The sum of the cubes of the first \(n\) integers can be written as:
$$ 1^3 + 2^3 + 3^3 + ... + (n-1)^3 + n^3 = \frac{(n)^2(n+1)^2}{4} $$
Rearranging:
\begin{align} 1^3 + 2^3 + 3^3 + ... + (n-1)^3 &= \frac{(n)^2(n+1)^2}{4} - n^3 = \frac{(n)^2(n+1)^2 - 4n^3}{4} \\ &= \frac{(n)^2(n+1)^2 - n^2(4n)}{4} = \frac{(n)^2((n+1)^2 - 4n)}{4} \end{align}
If \([1^3 + 2^3 + 3^3 + ... + (n-1)^3 ≡ 0 \bmod n]\), then:
\begin{gather} \frac{(n)^2((n+1)^2 - 4n)}{4} ≡ 0 \bmod n \\ \frac{(n)^2((n+1)^2 - 4n)}{4} = nk \implies (n)((n+1)^2 - 4n) = 4k\end{gather}
This means \((n)((n+1)^2 - 4n)\) should be a multiple of 4, or \([(n)((n+1)^2 - 4n) ≡ 0 \bmod 4]\).

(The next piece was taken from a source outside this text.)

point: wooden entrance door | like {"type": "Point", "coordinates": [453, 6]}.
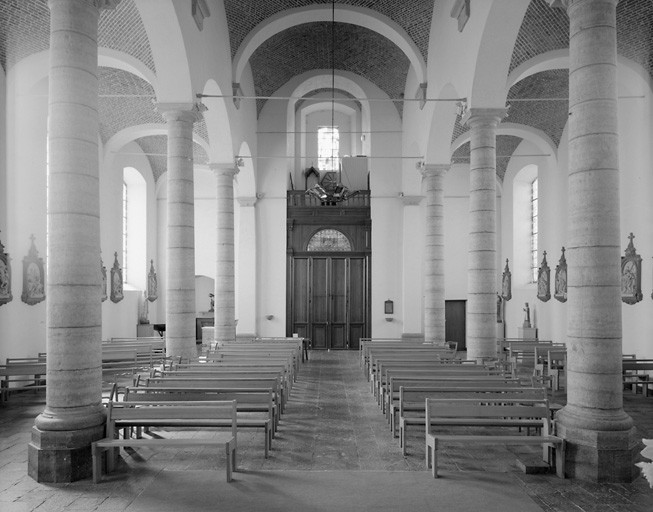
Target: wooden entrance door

There are four possible values for \(n\) modulo 4:
\begin{align} n &≡ 0 \bmod 4 \\ n &≡ 1 \\ n &≡ 2 \\ n &≡ 3 \end{align}
If \(n ≡ 1\):
\begin{gather} n+1 ≡ 2 ∧ 4n ≡ 0 \\ ((n)((n+1)^2 - 4n) ≡ (1)(2^2 - 0) ≡ 4 ≡ 0 \end{gather}
If \(n ≡ 2\):
\begin{gather} n+1 ≡ 3 ∧ 4n ≡ 0 \\ ((n)((n+1)^2 - 4n) ≡ (1)(3^2 - 0) ≡ 9 ≡ 1 \end{gather}
If \(n ≡ 3\):
\begin{gather} n+1 ≡ 0 ∧ 4n ≡ 0 \\ ((n)((n+1)^2 - 4n) ≡ (1)(0^2 - 0) ≡ 0 \end{gather}
This shows that only if \(n ≡ 2\), then \([(n)((n+1)^2 - 4n)]\) wouldn't be a multiple of 4. This means if \([1^3 + 2^3 + 3^3 + ... + (n-1)^3 ≡ 0 \bmod n]\), then \((n)((n+1)^2 - 4n)\) would be a multiple of 4, and so \(n \not ≡ 2\).